If you run Cisco's video surveillance kit, hop over to Switchzilla's support site and download the latest version of its management software.
Late last week, the networking giant admitted that its Cisco Video Surveillance Manager Appliance has an undocumented root account with static hard-coded credentials.
Reading between the lines, someone created the “secret” account during product development, and forgot about it: “The root account of the affected software was not disabled before Cisco installed the software on the vulnerable platforms.”

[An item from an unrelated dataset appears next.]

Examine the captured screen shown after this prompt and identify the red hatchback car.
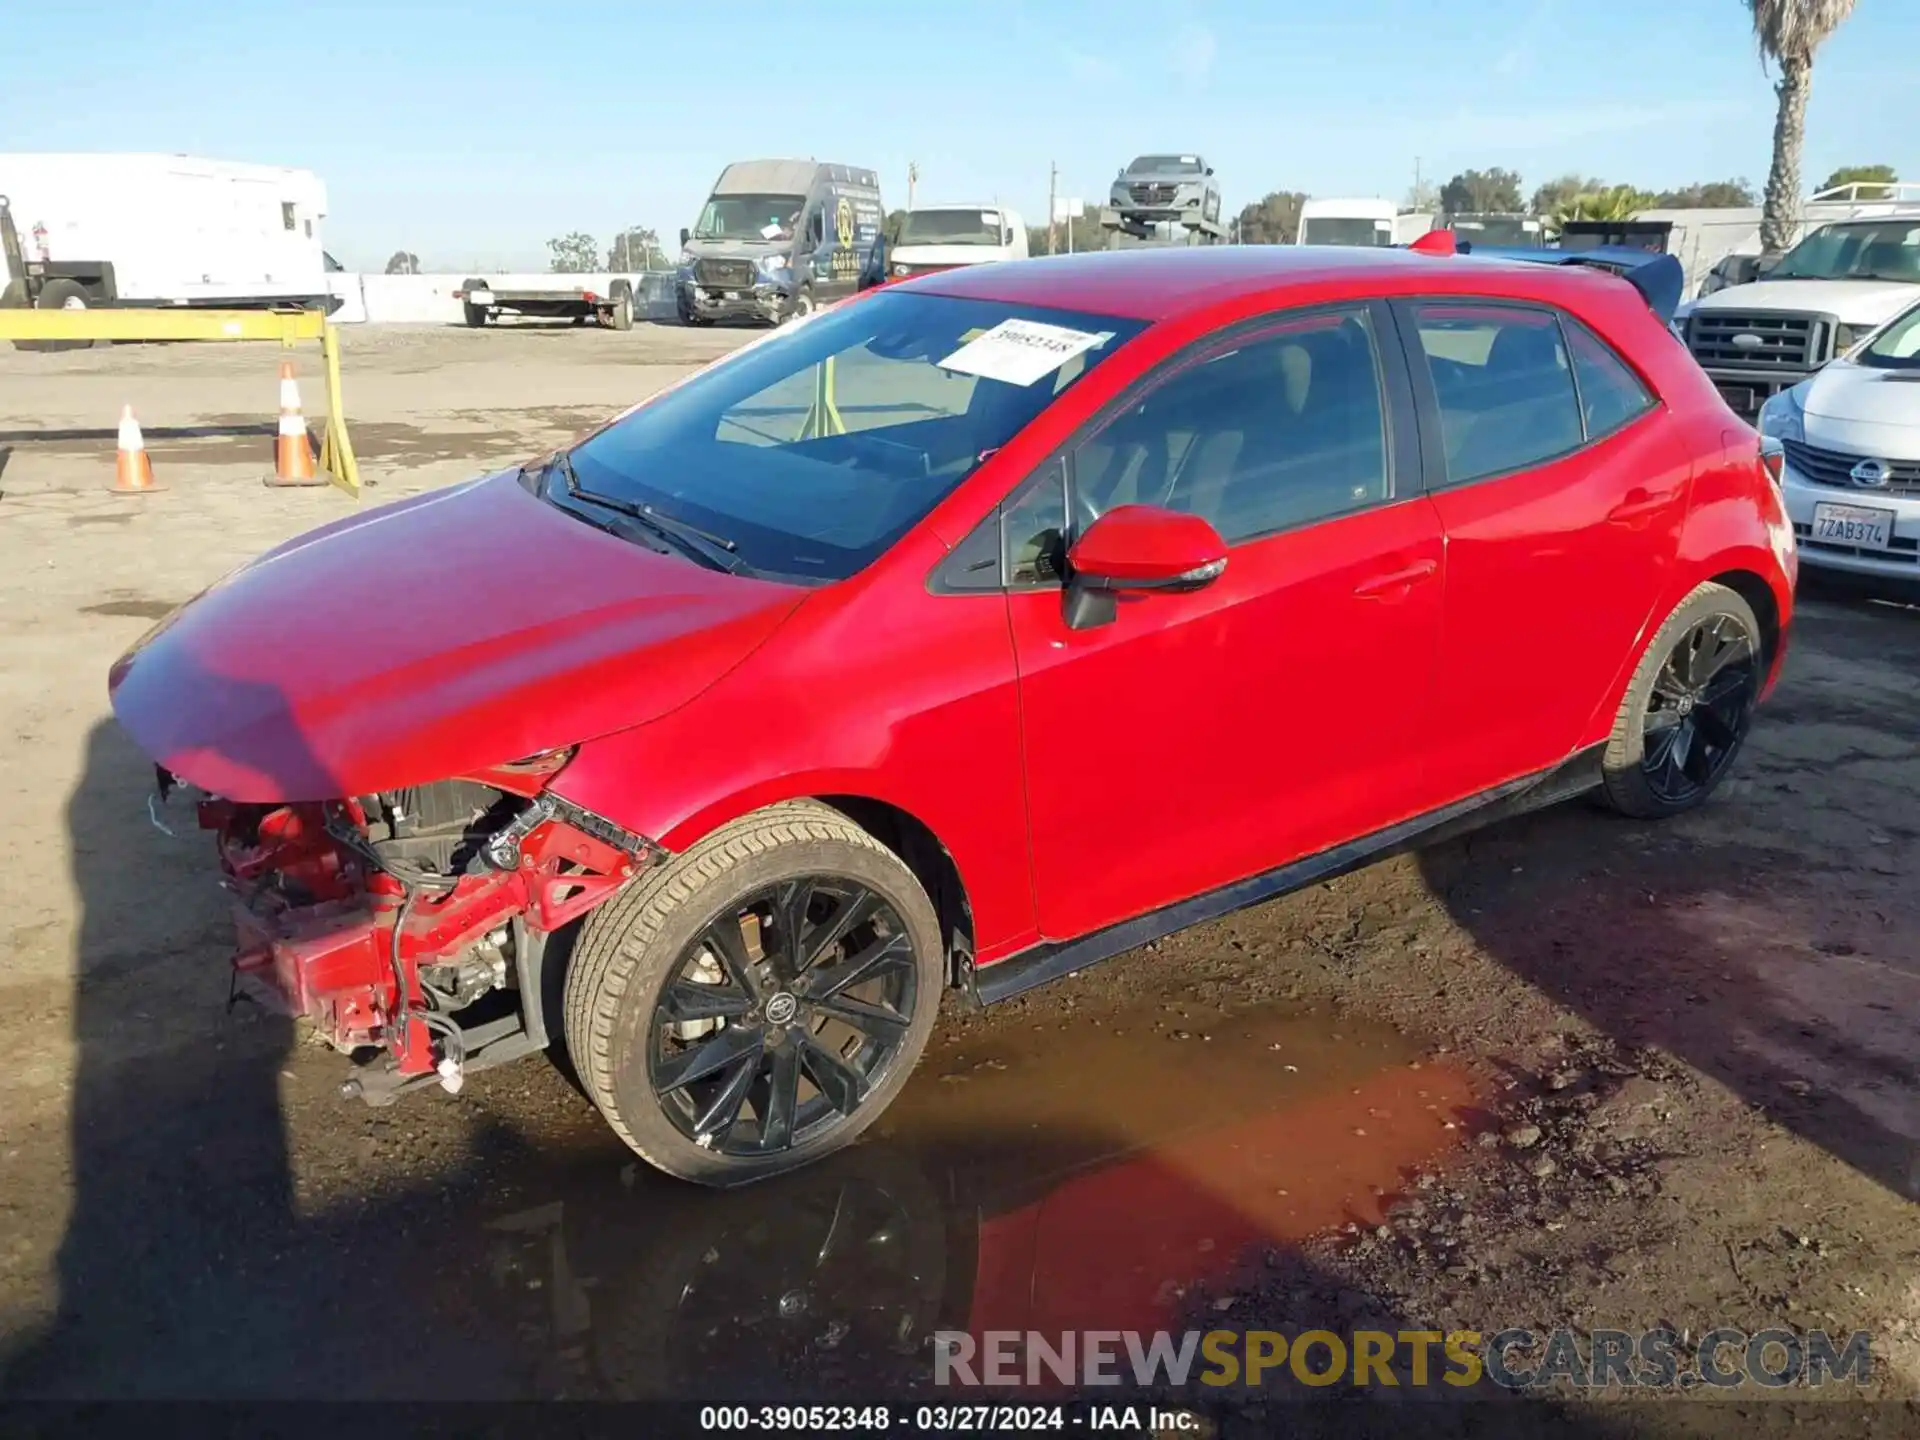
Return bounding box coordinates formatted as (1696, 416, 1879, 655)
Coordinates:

Because the hard-coded account has administrator-grade root privileges, an attacker able to reach the equipment over the network can do anything once they've logged in.
From its CVE-2018-15427 advisory: "A vulnerability in Cisco Video Surveillance Manager (VSM) Software running on certain Cisco Connected Safety and Security Unified Computing System (UCS) platforms could allow an unauthenticated, remote attacker to log in to an affected system by using the root account, which has default, static user credentials.
“This vulnerability affects Cisco Video Surveillance Manager (VSM) Software Releases 7.10, 7.11, and 7.11.1 if the software was preinstalled by Cisco and is running on the following Cisco Connected Safety and Security Unified Computing System (UCS) platforms: CPS-UCSM4-1RU-K9; CPS-UCSM4-2RU-K9; KIN-UCSM5-1RU-K9; KIN-UCSM5-2RU-K9.”
Products in the clear are releases earlier than VSM Software 7.9; later versions if they were installed as upgrades to VSM 7.9; or VSM Software VMWare's ESXi platform.